After an explosive opening by .JPEGMafia, many were understandably hyped for Staples to make his appearance. Announcing his arrival through the usage of retro-inspired visuals on the LED panels in the background, Staples appeared through the smoke emanating around him (much like an action movie where the hero finally surfaces to save the day). Opening with “Feels like Summer” from his recently released third LP FM!, the aesthetic of his tour became apparent to me almost immediately. With a tour name like Smile, You’re On Camera, I liked how the stage visuals represented this by reflecting Staples and the crowd on the screen behind the performer.
Staples‘s latest endeavor, F.M. has further showcased his knack for the brutally honest and ingenious inflection into the “faux gangsta” mentality many rappers seem to deploy today that he is ever so eager to poke fun at. The inclusion of having each song transition as if someone is dialing a radio over to the next channel is also interesting as well, considering Staples seems to be parodying the mainstream tropes of pop culture.
Staples then went on to squeeze one of my personal favorites early into his set, “Street Punks”. The track originates from Staples‘s debut album titled Summertime ’06. An almost biographical rap that details instances of his time on the streets, Staples recites how the only way to survive the gang violence that surrounded him was to fight fire with fire and transition into becoming a “Street Punk”. A track that has a catchy chorus that compliments his flow, I easily saw how many believe Staples is putting the “gangsta” back into gangsta rap. Going on to play a great mix of songs from his entire line of work, “Get the Fuck Off My Dick” was the best track Staples played that night in my opinion. An airy piano starts off the song which is then followed by Staples plainly telling an unknown person to “Get the Fuck Off [His] Dick”. Hidden behind the song title, the real meaning behind Staples‘s 3 minute banger is quite simple: if you’re here to take advantage and use him for his newfound fame, you better fuck right off.
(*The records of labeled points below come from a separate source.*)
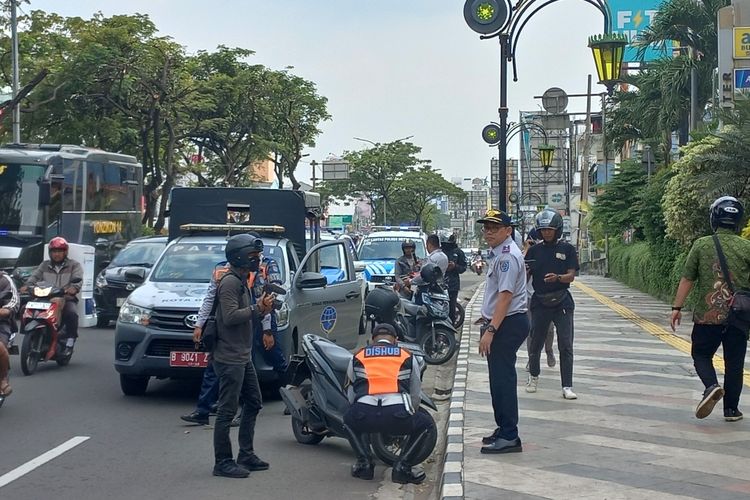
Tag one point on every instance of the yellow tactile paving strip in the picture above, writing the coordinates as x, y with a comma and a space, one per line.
650, 327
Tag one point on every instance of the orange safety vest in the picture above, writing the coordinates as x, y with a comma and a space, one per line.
382, 364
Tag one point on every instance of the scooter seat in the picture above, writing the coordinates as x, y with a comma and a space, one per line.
337, 357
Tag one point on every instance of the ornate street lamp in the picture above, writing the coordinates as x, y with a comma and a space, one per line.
608, 51
546, 154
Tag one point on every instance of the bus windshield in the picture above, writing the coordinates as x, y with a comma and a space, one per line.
19, 198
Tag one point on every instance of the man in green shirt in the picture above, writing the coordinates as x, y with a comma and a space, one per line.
710, 329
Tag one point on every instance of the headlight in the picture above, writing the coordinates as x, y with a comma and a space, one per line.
130, 313
282, 316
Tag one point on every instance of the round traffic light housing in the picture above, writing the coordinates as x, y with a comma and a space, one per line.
491, 134
485, 16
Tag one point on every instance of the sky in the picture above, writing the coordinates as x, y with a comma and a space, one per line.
389, 68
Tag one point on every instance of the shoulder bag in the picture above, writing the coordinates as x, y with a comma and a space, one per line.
739, 304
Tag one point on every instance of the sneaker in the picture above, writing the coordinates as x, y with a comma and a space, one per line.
253, 463
551, 361
711, 396
228, 468
568, 393
732, 415
532, 384
196, 418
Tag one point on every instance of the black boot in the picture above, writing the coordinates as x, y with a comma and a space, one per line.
404, 471
364, 468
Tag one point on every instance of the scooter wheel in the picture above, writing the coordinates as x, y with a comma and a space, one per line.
442, 349
387, 447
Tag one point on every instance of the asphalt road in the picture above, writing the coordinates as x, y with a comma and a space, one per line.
137, 447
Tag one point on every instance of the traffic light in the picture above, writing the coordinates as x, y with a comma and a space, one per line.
485, 16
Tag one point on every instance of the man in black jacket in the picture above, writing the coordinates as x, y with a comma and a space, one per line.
232, 361
456, 267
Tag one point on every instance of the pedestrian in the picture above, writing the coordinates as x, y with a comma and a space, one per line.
232, 358
553, 265
384, 388
435, 255
703, 271
505, 326
456, 267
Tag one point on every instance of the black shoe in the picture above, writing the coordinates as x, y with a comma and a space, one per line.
404, 474
492, 437
711, 396
732, 415
253, 463
228, 468
503, 446
363, 469
196, 418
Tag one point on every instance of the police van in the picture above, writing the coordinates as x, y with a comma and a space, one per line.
380, 250
153, 335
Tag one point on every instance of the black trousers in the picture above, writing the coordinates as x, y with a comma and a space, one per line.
236, 381
541, 318
503, 378
706, 340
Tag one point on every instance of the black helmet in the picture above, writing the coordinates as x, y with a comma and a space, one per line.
382, 304
239, 247
408, 244
550, 219
726, 212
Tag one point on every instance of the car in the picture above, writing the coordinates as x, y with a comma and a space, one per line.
111, 286
380, 249
153, 334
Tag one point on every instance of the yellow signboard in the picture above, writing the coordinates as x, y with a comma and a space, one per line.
742, 43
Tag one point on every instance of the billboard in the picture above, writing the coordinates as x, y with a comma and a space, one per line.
631, 17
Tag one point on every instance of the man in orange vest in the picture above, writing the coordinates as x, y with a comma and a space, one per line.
384, 389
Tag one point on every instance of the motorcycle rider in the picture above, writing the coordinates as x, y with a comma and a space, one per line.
384, 388
405, 266
456, 266
61, 272
8, 310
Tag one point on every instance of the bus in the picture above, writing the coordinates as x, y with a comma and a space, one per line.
88, 196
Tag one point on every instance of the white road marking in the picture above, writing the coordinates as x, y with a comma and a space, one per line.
42, 459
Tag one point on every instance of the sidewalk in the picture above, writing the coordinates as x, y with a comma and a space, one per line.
631, 434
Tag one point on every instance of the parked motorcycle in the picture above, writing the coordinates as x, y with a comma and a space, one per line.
424, 322
317, 400
42, 339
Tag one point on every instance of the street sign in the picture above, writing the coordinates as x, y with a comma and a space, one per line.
742, 79
631, 17
741, 43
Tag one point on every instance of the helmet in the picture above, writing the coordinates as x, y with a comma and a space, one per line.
239, 247
550, 219
58, 243
408, 244
382, 304
727, 212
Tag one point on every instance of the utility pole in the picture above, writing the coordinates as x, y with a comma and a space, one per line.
14, 59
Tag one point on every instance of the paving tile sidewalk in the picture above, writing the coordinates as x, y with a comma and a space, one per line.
632, 432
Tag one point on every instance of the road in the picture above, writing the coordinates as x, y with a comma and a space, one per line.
137, 447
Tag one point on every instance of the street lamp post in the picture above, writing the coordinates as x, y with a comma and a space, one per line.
502, 19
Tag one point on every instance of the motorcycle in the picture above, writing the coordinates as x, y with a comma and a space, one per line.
42, 339
317, 400
424, 322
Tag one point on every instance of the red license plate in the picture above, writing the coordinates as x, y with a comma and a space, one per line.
190, 359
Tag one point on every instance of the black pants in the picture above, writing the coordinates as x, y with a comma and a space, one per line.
706, 340
502, 367
453, 295
393, 419
541, 318
70, 319
236, 381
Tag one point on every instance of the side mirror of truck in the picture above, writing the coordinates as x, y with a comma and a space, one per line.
310, 280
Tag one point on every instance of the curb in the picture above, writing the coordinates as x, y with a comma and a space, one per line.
452, 481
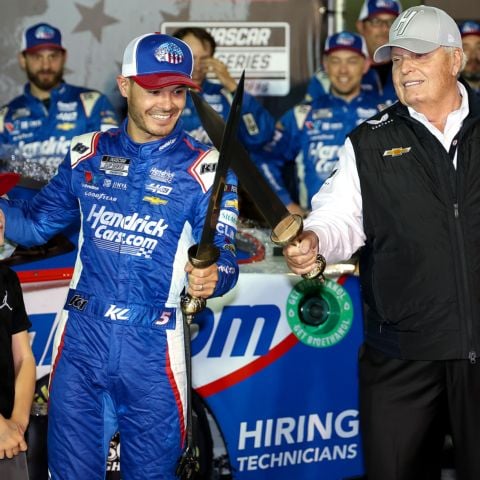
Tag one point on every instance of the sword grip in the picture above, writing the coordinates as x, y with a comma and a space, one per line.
200, 256
287, 230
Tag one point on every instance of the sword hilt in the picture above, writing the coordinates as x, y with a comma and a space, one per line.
286, 231
200, 256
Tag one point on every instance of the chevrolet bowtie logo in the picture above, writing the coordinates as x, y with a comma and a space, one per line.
395, 152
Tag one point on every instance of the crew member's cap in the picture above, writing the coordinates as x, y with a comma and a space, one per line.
470, 28
7, 181
155, 61
371, 8
40, 36
346, 41
420, 29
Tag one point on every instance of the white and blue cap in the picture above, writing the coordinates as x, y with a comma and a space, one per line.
420, 29
372, 8
346, 41
470, 28
156, 61
41, 36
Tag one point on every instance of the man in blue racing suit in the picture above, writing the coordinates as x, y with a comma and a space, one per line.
142, 192
217, 89
312, 133
37, 126
374, 21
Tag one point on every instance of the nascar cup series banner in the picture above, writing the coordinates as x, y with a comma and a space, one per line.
277, 42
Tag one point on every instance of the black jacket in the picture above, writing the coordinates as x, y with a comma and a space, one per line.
420, 267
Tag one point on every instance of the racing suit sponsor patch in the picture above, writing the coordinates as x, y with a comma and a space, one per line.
115, 165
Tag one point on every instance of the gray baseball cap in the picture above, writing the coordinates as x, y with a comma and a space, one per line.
420, 29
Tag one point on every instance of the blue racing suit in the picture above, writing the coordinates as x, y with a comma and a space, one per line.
120, 362
36, 139
319, 85
256, 125
311, 134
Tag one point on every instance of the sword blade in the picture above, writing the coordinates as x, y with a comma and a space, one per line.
251, 179
226, 148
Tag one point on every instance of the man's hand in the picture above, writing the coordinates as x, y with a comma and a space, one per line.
2, 228
214, 66
295, 208
301, 255
201, 281
11, 439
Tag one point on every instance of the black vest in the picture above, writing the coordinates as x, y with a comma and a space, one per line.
420, 267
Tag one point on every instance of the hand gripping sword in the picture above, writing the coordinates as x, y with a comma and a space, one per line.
286, 227
206, 252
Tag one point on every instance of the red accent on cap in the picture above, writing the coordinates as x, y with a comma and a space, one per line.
44, 46
155, 81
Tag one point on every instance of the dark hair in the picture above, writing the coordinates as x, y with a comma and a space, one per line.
199, 33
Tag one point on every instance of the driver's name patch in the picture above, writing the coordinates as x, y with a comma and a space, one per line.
115, 165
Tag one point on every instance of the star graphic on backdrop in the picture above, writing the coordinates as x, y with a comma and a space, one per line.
94, 19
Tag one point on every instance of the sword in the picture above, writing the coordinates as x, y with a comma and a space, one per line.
286, 227
206, 252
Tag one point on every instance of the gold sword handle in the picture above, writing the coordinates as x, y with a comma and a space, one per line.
287, 230
200, 257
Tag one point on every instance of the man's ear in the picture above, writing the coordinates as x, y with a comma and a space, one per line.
360, 26
21, 60
368, 64
123, 84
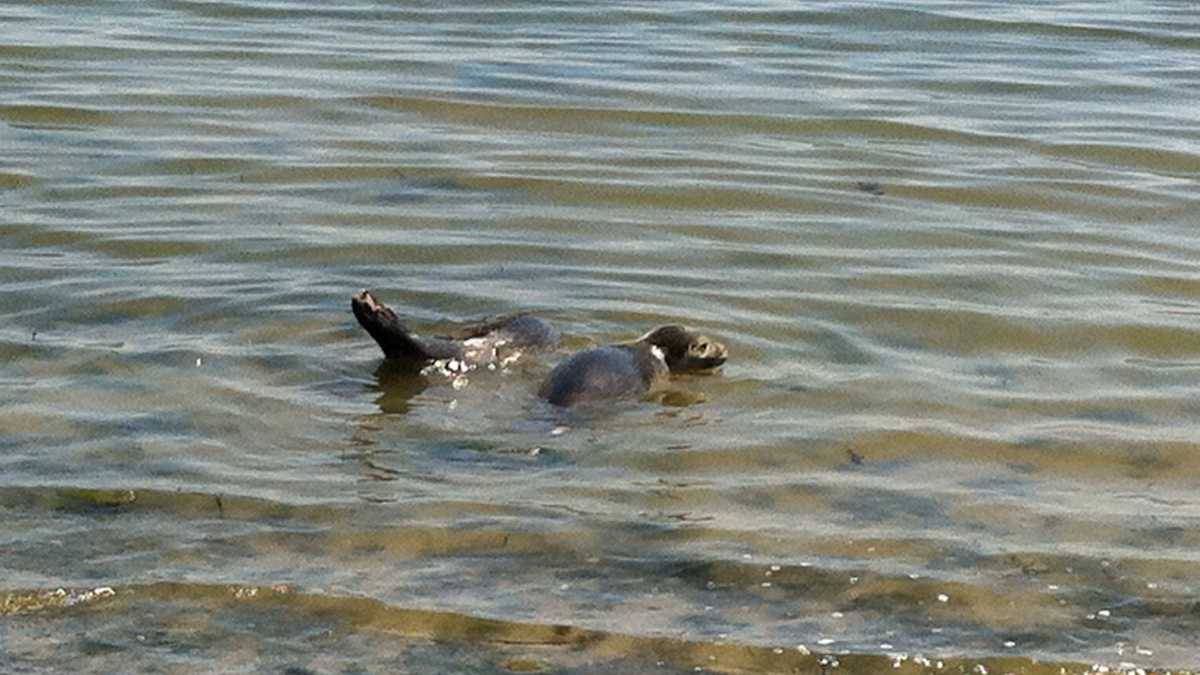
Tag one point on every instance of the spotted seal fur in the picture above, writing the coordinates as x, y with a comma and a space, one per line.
630, 369
498, 340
To close his 20 song set list, the Long Beach rapper paid a touching tribute to the late Mac Miller. Showcasing one of Miller’s performances on the screen behind him, Staples left the crowd with an emotional send off to close out the night. A fellow artist recognizing another artist’s work is always great to see, especially when both have been so influential in their genre i.e. Mac Miller, Vince Staples. It just goes to show that underneath all the cynicism, trolling, and general rough edges of Vince Staples‘s persona, lies a passionate artist who cares not only about his craft but the community and culture that surrounds it.